In Japan, fishing with cormorants was depicted on pottery as long ago as the 6th century, and a Chinese document from the 7th century mentions the practice. Cormorant fishing is known to have occurred since then at about 150 places in various parts of Japan. I personally believe that, long before the 6th or 7th centuries, the practice came to Japan from China along with other techniques like growing rice, and spread throughout the country at the same time.
Today, cormorants are used to catch fish in only a dozen or so places in Japan, and even there the main reason is to attract tourists. One of the best places to watch cormorant fishing is the Nagara River in Gifu, where the action lasts for 158 days, from May 11 to October 15 each year. The birds used on the Nagara are actually sea cormorants, brought to Gifu from the coast of Ibaraki Prefecture before they are 2 years old. They are caught wild, and after they are tamed they start a training program that lasts throughout their lives. Sea cormorants are used because they are said to be better at catching fish than their river cousins.
The cormorant dives under the water, catches a fish, swims to the surface, then twists the fish around so that it can swallow it whole, head first. It has a sharp beak pointed like a hook, and can open it up to an angle of 70 or 80 degrees to gulp down fish as long as 35 cm or so. To prevent the fish from reaching the bird's stomach, a neckband made of hemp, called kubiyui, is fastened around the base of its neck. When a fisherman sees a big lump in the bird's throat, he grabs it by the neck and applies pressure to the throat to make the bird cough up the fish. Because the cormorant is getting no benefit from its work, the word u-kai (cormorant fishing) is also used to refer to the exploitation of workers!
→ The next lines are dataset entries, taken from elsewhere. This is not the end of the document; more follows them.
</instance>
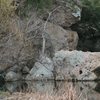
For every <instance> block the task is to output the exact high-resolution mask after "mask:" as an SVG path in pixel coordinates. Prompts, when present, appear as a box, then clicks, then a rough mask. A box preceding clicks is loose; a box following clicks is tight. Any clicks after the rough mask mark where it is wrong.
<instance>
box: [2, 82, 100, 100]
mask: <svg viewBox="0 0 100 100" xmlns="http://www.w3.org/2000/svg"><path fill="white" fill-rule="evenodd" d="M68 86H69V87H70V86H73V87H74V89H75V91H76V93H77V95H80V94H82V96H85V97H87V98H88V100H100V82H73V83H72V82H66V81H57V82H55V81H16V82H8V83H5V84H0V91H2V92H7V91H8V92H9V93H13V92H33V93H36V92H41V93H50V94H54V93H57V94H58V95H59V94H60V95H61V94H62V93H64V91H66V90H67V89H68Z"/></svg>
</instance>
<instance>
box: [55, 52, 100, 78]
mask: <svg viewBox="0 0 100 100" xmlns="http://www.w3.org/2000/svg"><path fill="white" fill-rule="evenodd" d="M53 60H54V66H55V72H56V80H61V79H62V80H67V79H70V78H71V79H77V80H94V79H96V78H97V76H96V75H95V73H94V72H93V71H94V70H95V69H96V68H98V67H99V66H100V53H96V52H94V53H91V52H82V51H64V50H61V51H58V52H56V53H55V57H54V58H53Z"/></svg>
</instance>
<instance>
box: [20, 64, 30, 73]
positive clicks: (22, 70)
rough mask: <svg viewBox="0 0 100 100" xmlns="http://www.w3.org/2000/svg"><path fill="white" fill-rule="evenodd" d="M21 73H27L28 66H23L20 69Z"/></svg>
mask: <svg viewBox="0 0 100 100" xmlns="http://www.w3.org/2000/svg"><path fill="white" fill-rule="evenodd" d="M22 73H23V74H28V73H29V68H28V67H27V66H25V67H24V68H23V69H22Z"/></svg>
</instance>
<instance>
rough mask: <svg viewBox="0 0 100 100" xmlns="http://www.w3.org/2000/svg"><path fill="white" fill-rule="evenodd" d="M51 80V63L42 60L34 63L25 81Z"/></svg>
mask: <svg viewBox="0 0 100 100" xmlns="http://www.w3.org/2000/svg"><path fill="white" fill-rule="evenodd" d="M42 79H53V62H52V61H51V60H50V59H49V58H47V57H46V58H45V57H43V58H42V61H40V62H36V63H35V65H34V66H33V68H32V69H31V71H30V73H29V74H28V75H27V77H26V80H42Z"/></svg>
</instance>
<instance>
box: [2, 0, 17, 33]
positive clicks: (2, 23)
mask: <svg viewBox="0 0 100 100" xmlns="http://www.w3.org/2000/svg"><path fill="white" fill-rule="evenodd" d="M11 3H12V0H0V32H2V31H7V30H8V29H9V24H10V22H11V18H12V17H13V16H14V11H15V7H14V6H13V5H11Z"/></svg>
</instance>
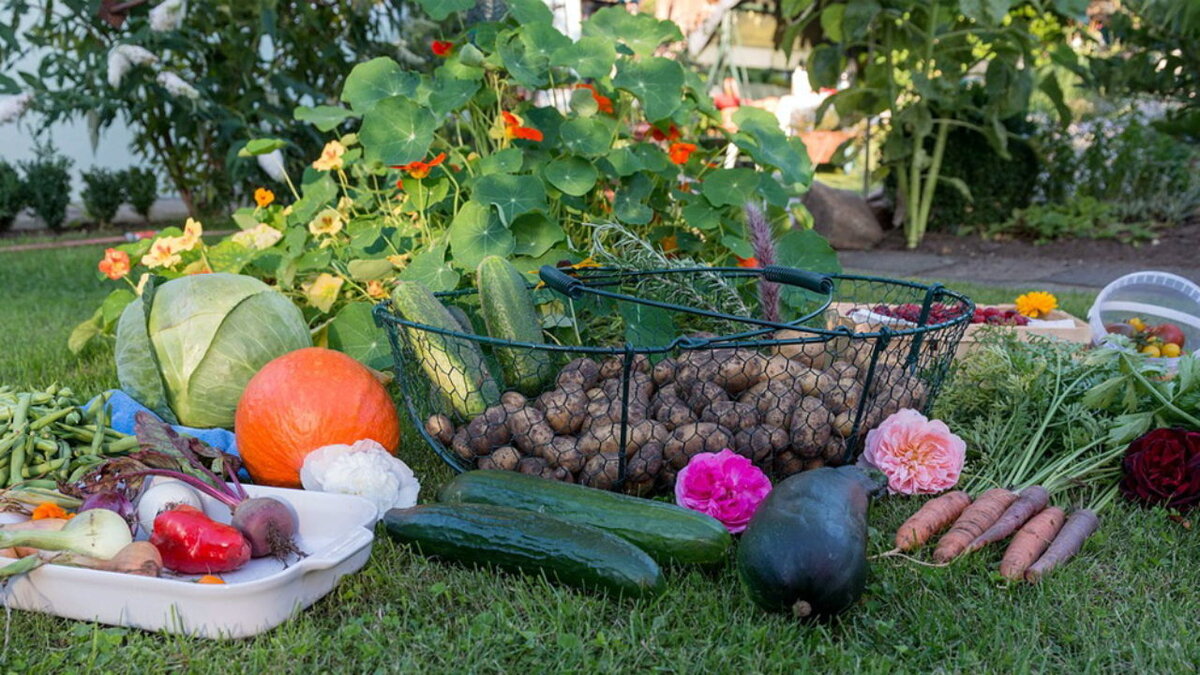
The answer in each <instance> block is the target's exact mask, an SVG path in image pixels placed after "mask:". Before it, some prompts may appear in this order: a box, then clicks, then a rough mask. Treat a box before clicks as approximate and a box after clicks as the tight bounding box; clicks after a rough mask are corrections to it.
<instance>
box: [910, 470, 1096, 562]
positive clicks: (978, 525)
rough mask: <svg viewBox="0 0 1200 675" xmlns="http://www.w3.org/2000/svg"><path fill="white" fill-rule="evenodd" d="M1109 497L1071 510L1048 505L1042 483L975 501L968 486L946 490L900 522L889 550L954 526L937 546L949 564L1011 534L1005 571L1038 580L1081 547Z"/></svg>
mask: <svg viewBox="0 0 1200 675" xmlns="http://www.w3.org/2000/svg"><path fill="white" fill-rule="evenodd" d="M1106 497H1108V498H1103V500H1102V501H1100V502H1099V503H1098V504H1097V506H1096V508H1081V509H1076V510H1075V512H1073V513H1072V514H1070V516H1068V515H1067V512H1066V510H1063V509H1062V508H1058V507H1054V506H1049V504H1050V491H1049V490H1046V489H1045V488H1043V486H1042V485H1031V486H1028V488H1025V489H1024V490H1021V491H1020V494H1018V492H1014V491H1012V490H1007V489H1003V488H994V489H991V490H988V491H985V492H983V494H982V495H979V497H978V498H977V500H974V501H973V502H972V501H971V496H970V495H967V494H966V492H964V491H953V492H947V494H944V495H942V496H940V497H936V498H934V500H930V501H929V502H926V503H925V506H923V507H922V508H920V509H919V510H918V512H917V513H914V514H913V515H912V518H910V519H908V520H906V521H905V522H904V525H901V526H900V530H898V531H896V539H895V545H896V548H895V549H894V550H893V551H889V552H890V554H898V552H908V551H913V550H916V549H918V548H920V546H923V545H924V544H925V543H928V542H929V540H930V539H932V538H934V536H935V534H937V533H938V532H941V531H943V530H946V528H947V527H949V531H948V532H946V534H943V536H942V538H941V539H938V542H937V548H936V549H935V550H934V561H935V562H937V563H942V565H944V563H949V562H950V561H952V560H954V558H956V557H959V556H960V555H966V554H971V552H974V551H977V550H979V549H983V548H984V546H988V545H989V544H994V543H997V542H1002V540H1004V539H1007V538H1008V537H1010V536H1012V538H1013V540H1012V543H1010V544H1009V545H1008V550H1007V551H1006V552H1004V557H1003V560H1002V561H1001V563H1000V573H1001V574H1002V575H1003V577H1004V578H1007V579H1010V580H1013V581H1019V580H1025V581H1031V583H1032V581H1037V580H1038V579H1040V578H1042V577H1043V575H1045V574H1046V573H1049V572H1050V571H1051V569H1054V568H1055V567H1057V566H1060V565H1062V563H1064V562H1067V561H1068V560H1070V558H1072V557H1074V556H1075V554H1078V552H1079V551H1080V549H1081V548H1082V546H1084V542H1086V540H1087V538H1088V537H1091V536H1092V533H1093V532H1096V530H1097V528H1098V527H1099V525H1100V520H1099V518H1098V516H1097V514H1096V512H1097V510H1099V509H1100V508H1102V506H1103V504H1105V503H1108V501H1109V500H1110V498H1111V494H1110V495H1106Z"/></svg>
Actually, though, the neckband is loose enough for small fish to pass through to the cormorant's stomach. A tighter band would keep the bird hungry and force it to catch more fish, but this would tire it out during "work time" and shorten its lifespan. Cormorants live only about five years if they have to fish all year long, but in places like the Nagara River they live 15 to 20 years because they have a long holiday and are well looked after.
After dark, the boat sets out with a bonfire to attract fish and light the way. The leader of the fishing team, called an u-sho, uses thin te-nawa leashes to keep the birds in the light from the bonfire. The te-nawa are more than 3 meters long, and are made from white cedar fiber twisted clockwise. A piece of whalebone is attached to the end to prevent the birds from getting entangled. (In China, neckbands are used but leashes are not—there, the birds move about freely looking for fish.) The te-nawa are woven ingeniously so that if they become caught on something underwater, the u-sho can twist them counterclockwise to release them right away. The cormorant would drown if it could not come up for air within 3 minutes. On the Nagara River, the u-sho holds 12 te-nawa in his left hand—one for each bird—and uses the right hand like magic to prevent the lines from becoming entangled.
Experience, intuition, and trust in the cormorants—u-sho have all three, and this is why they can handle the leashes so skillfully, and why cormorant fishing is so fascinating to watch. Another fascination is observing how, in these days of modern fishing equipment and rope made from synthetic fiber, u-sho use white cedar cord and other traditional gear. Japan is famous for its ancient crafts, and you can see some of them in action during the cormorant fishing season.